Produced by Michael Wooff, with German from the original

text, and his own translation.

German Moonlight

A Story by Wilhelm Raabe (1831-1910)

Let me state my case calmly and without any undue fuss. I am, even by German standards, an uncommonly prudent person and I know how to keep my five senses under control. Apart from that, I am a lawyer and father to three sons. Neither during lilac time nor when there are hibiscus, sunflowers and asters on the ground am I in the habit of laying myself open to sentimental and romantic mood-swings. I do not keep a diary, but my legal appointments books are stored in strict chronological order, year by year, on my library shelves. First of all I have to tell you that, in the year 1867, acting on medical advice, because of the sea air and the salt water, I found myself on the island of Sylt and that, while I was there, I made the acquaintance of someone—a quite extraordinary acquaintance.

It goes without saying that I cannot stop myself by means of an account in writing of my own experiences and feelings from correcting or corroborating things often felt and even more frequently depicted and described in letters or printed matter. The impression made by the lapping of waves, sand dunes and dune grass, the flight of seagulls and, above all, the west wind on everyone who has had to wash off the dust and sweat of German officialdom is a pleasant and invigorating one. These things did not fail to have the same effect on me either given that the efforts that preceded the said invigoration were no less strenuous.

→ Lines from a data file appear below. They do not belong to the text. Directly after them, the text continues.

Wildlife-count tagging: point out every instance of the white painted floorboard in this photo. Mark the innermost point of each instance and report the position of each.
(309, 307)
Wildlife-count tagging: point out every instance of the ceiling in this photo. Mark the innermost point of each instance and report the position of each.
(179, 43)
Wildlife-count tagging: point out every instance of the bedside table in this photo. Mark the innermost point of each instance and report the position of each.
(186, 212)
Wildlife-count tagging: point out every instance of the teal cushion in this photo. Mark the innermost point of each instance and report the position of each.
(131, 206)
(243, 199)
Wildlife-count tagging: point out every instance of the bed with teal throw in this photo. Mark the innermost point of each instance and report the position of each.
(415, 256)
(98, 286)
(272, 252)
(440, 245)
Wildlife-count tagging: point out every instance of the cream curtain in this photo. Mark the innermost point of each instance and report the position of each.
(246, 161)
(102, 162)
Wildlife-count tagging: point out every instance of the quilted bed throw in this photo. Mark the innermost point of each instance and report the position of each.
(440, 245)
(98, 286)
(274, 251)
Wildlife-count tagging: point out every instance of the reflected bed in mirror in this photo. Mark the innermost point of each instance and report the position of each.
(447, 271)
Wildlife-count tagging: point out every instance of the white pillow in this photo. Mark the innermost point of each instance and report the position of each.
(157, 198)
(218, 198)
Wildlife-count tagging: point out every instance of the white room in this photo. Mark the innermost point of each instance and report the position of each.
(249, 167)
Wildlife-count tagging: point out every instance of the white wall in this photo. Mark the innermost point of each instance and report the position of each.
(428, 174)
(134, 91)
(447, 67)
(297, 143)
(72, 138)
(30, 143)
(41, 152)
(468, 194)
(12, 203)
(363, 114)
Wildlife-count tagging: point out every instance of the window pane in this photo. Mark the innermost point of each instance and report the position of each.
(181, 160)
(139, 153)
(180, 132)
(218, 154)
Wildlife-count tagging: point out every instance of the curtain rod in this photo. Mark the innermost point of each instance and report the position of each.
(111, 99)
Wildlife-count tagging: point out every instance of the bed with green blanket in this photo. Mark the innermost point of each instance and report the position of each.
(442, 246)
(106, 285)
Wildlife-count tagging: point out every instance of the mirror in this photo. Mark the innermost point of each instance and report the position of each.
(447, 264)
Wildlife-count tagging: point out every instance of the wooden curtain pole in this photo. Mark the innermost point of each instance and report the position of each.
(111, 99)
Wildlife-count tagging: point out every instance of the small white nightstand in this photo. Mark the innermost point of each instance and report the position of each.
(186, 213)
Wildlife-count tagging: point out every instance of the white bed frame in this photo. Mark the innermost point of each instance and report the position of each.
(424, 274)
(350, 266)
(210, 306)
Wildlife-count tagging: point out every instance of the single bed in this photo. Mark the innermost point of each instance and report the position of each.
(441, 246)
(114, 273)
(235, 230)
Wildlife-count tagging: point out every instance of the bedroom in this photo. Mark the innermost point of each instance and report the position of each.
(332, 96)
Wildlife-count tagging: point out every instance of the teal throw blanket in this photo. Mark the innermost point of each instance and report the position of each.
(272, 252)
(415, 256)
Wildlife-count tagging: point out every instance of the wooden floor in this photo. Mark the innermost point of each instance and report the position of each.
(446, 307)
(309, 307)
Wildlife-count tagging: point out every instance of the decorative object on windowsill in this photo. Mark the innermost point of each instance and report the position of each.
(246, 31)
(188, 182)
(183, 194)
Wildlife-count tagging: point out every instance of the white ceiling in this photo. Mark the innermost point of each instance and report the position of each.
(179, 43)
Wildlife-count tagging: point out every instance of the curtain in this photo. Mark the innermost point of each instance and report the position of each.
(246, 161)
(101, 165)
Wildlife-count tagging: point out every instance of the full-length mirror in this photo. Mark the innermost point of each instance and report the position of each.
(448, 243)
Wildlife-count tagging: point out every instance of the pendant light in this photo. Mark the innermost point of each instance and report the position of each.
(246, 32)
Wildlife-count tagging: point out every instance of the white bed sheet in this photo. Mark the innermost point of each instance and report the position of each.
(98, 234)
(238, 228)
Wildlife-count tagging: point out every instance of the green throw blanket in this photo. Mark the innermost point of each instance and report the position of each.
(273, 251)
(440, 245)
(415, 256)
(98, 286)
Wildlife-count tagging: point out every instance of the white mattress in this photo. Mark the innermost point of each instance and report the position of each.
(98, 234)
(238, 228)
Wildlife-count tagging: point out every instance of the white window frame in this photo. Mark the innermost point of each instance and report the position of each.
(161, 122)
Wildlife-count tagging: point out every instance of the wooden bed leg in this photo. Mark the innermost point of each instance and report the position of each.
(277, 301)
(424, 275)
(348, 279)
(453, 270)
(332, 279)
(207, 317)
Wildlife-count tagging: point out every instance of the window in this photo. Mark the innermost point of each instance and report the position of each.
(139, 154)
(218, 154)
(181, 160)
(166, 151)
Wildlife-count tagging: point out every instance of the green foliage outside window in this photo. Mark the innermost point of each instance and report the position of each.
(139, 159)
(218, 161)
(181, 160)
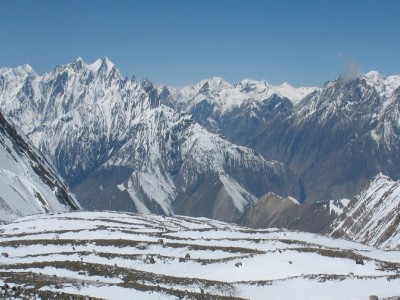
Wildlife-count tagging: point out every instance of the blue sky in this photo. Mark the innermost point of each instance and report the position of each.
(181, 42)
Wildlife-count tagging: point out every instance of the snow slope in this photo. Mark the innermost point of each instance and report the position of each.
(373, 217)
(226, 96)
(28, 184)
(117, 256)
(119, 148)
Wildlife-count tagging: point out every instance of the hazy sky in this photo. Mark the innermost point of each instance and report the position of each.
(181, 42)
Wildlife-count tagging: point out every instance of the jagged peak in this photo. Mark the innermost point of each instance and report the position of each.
(21, 71)
(215, 81)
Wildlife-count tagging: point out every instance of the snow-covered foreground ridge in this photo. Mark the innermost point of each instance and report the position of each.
(131, 256)
(372, 217)
(28, 183)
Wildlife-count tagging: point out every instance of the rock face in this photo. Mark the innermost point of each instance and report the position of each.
(28, 184)
(339, 137)
(119, 148)
(372, 217)
(234, 111)
(334, 138)
(273, 211)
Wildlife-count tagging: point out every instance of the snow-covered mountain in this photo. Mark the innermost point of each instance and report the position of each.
(120, 148)
(339, 137)
(372, 217)
(111, 255)
(234, 111)
(272, 211)
(28, 184)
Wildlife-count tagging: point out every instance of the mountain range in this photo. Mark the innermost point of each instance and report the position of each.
(242, 152)
(120, 148)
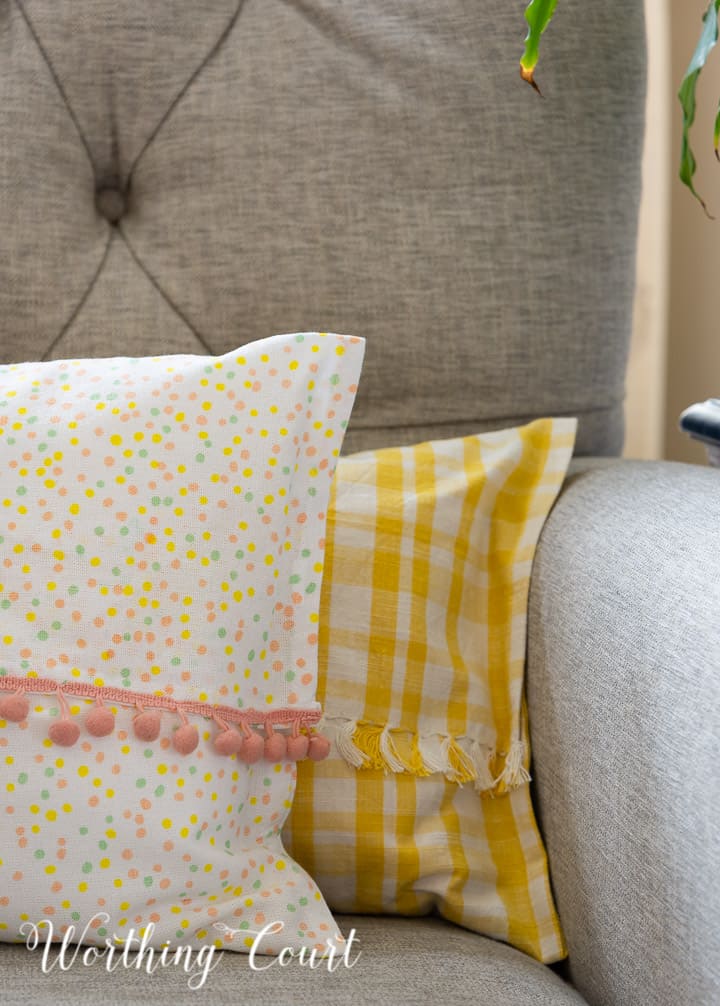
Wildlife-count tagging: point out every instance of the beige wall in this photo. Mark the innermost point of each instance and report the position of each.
(645, 400)
(693, 366)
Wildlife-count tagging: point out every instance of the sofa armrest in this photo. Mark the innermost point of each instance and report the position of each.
(623, 691)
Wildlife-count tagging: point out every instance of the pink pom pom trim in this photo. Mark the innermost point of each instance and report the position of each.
(250, 745)
(100, 721)
(147, 725)
(14, 707)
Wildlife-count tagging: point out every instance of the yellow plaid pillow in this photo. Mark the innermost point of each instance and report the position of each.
(424, 801)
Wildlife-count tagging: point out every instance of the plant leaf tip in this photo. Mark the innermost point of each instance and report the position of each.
(528, 76)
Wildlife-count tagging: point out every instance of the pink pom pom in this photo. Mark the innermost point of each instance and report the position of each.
(252, 747)
(276, 747)
(186, 738)
(147, 725)
(319, 747)
(227, 742)
(100, 721)
(64, 732)
(14, 707)
(298, 747)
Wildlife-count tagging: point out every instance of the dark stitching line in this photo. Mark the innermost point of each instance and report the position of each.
(185, 88)
(206, 346)
(82, 299)
(57, 84)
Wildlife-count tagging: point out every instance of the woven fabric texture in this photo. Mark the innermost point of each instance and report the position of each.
(420, 673)
(189, 177)
(623, 686)
(160, 585)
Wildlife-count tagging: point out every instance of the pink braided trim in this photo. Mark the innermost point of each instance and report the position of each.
(124, 696)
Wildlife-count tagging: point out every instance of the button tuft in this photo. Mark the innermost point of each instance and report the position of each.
(111, 203)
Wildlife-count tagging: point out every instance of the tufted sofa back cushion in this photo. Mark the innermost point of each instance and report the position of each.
(190, 176)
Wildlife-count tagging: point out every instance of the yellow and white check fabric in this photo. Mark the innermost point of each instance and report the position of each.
(424, 801)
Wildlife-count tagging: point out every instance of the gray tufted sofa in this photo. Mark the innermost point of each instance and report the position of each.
(185, 177)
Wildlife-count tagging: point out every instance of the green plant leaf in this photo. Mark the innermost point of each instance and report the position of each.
(538, 14)
(708, 38)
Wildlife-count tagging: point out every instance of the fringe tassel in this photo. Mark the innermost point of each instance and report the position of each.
(482, 758)
(390, 758)
(342, 732)
(461, 760)
(514, 773)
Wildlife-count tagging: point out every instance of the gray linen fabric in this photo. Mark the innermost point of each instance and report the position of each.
(402, 963)
(623, 687)
(357, 166)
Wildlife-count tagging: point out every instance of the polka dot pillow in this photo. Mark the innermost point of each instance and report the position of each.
(162, 528)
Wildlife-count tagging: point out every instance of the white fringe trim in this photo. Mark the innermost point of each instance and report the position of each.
(460, 760)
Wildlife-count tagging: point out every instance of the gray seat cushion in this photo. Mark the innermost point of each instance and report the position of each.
(402, 961)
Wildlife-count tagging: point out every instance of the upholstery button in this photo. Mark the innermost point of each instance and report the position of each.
(111, 203)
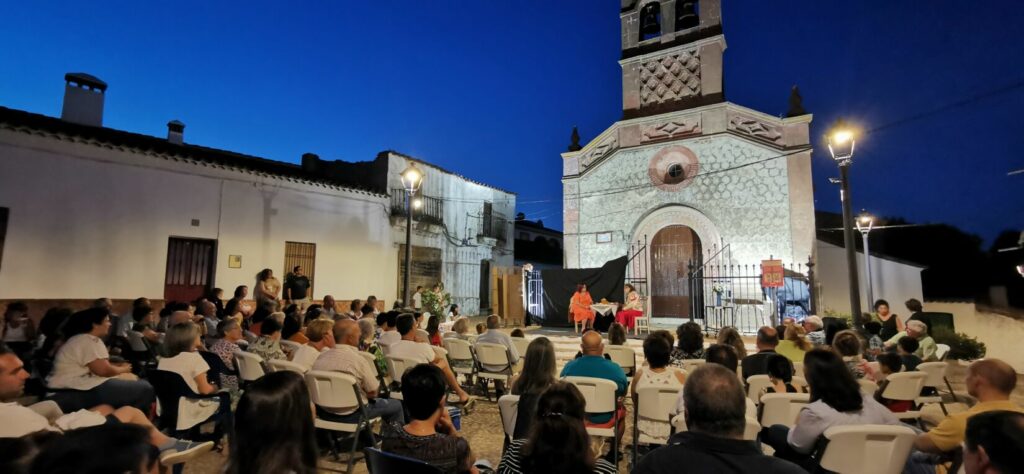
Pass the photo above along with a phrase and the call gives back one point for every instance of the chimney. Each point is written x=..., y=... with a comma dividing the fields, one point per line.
x=175, y=132
x=83, y=99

I lived on the periphery of two villages, Tinnum and Westerland, and therefore had a walk of at least half an hour to cover in order to reach the beach and the health-giving briny. A not much shorter walk led from there to the good fellow who took us every day at noon for a consideration back again. As a German civil servant used to moderation I set no great store by domestic bliss or even luxury. As I had taken with me seven of my twenty-one pipes, I could have set up home for myself in a megalithic tomb and not have felt uncomfortable.

Good. I lived with a baker who heated his oven with jetsam wood, that is to say wood bought at beach auctions that came from the spars and timberwork of ships that had foundered on the sand. I helped him from time to time to split this wood and felt pleasantly stimulated here by the task—at home I devote myself to this chore more for health reasons.

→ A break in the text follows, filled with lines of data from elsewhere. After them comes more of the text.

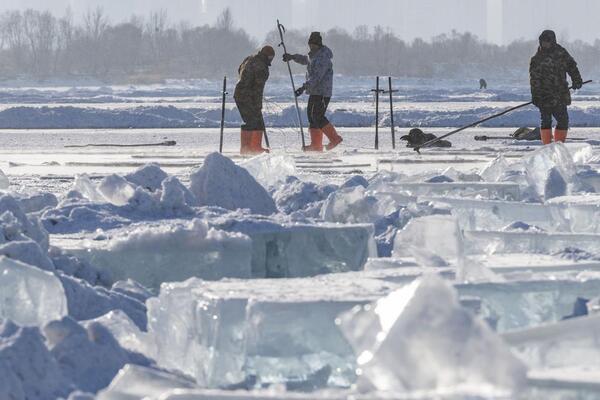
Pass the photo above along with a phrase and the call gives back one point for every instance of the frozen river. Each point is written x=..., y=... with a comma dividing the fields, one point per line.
x=174, y=273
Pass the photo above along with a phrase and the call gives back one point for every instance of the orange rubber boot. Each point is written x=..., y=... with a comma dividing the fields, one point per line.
x=246, y=142
x=316, y=140
x=546, y=136
x=256, y=143
x=332, y=135
x=560, y=135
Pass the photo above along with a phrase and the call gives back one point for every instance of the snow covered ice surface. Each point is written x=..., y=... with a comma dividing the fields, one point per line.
x=179, y=273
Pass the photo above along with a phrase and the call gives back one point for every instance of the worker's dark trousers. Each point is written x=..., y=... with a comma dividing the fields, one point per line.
x=317, y=106
x=559, y=113
x=251, y=115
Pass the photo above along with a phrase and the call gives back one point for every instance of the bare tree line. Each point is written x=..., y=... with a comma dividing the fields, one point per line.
x=36, y=44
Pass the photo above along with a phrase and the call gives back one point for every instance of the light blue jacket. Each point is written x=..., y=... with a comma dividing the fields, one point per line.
x=319, y=78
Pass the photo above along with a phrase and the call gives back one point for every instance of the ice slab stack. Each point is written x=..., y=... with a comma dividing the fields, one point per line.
x=291, y=250
x=517, y=305
x=420, y=338
x=434, y=240
x=223, y=332
x=233, y=246
x=172, y=251
x=137, y=382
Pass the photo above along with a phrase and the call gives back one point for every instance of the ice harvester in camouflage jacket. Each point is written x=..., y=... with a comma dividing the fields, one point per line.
x=253, y=75
x=548, y=76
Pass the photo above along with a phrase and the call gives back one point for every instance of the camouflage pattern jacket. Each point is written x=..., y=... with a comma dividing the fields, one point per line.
x=548, y=76
x=253, y=75
x=319, y=78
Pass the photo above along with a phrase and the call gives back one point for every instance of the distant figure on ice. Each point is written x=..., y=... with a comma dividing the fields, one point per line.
x=248, y=95
x=319, y=86
x=417, y=137
x=549, y=86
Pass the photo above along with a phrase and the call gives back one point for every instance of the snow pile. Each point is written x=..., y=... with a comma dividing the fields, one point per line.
x=148, y=190
x=22, y=237
x=28, y=295
x=421, y=338
x=434, y=241
x=172, y=252
x=4, y=183
x=27, y=369
x=355, y=205
x=138, y=382
x=149, y=177
x=219, y=182
x=86, y=302
x=116, y=190
x=90, y=357
x=35, y=202
x=270, y=169
x=301, y=197
x=64, y=357
x=495, y=169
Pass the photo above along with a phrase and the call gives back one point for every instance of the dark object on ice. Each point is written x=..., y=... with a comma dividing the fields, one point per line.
x=432, y=142
x=315, y=38
x=522, y=133
x=247, y=384
x=224, y=94
x=579, y=308
x=316, y=380
x=165, y=143
x=281, y=30
x=440, y=179
x=482, y=84
x=417, y=137
x=525, y=133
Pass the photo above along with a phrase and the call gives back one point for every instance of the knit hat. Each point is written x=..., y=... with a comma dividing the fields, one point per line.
x=548, y=36
x=315, y=38
x=268, y=51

At home I saw and split my firewood in my leisure time, whereas here I did things for fun or carefully perused some papers on the House of Brunswick inheritance that I had brought with me in my suitcase. During what would have been my business hours I went for walks along the beach.

When you stay in a place like this to take the waters everything takes that much longer. At home I walk every day and in every weather round the purpose-built walls of the town where I carry out my duties as a public servant. On Sylt I had lunch, lay down on a dune for an hour for an afternoon nap and then ran along the beach towards the north of the island, sometimes getting as far as the Red Cliff, but usually only as far as the bathing huts of Wenningstedt.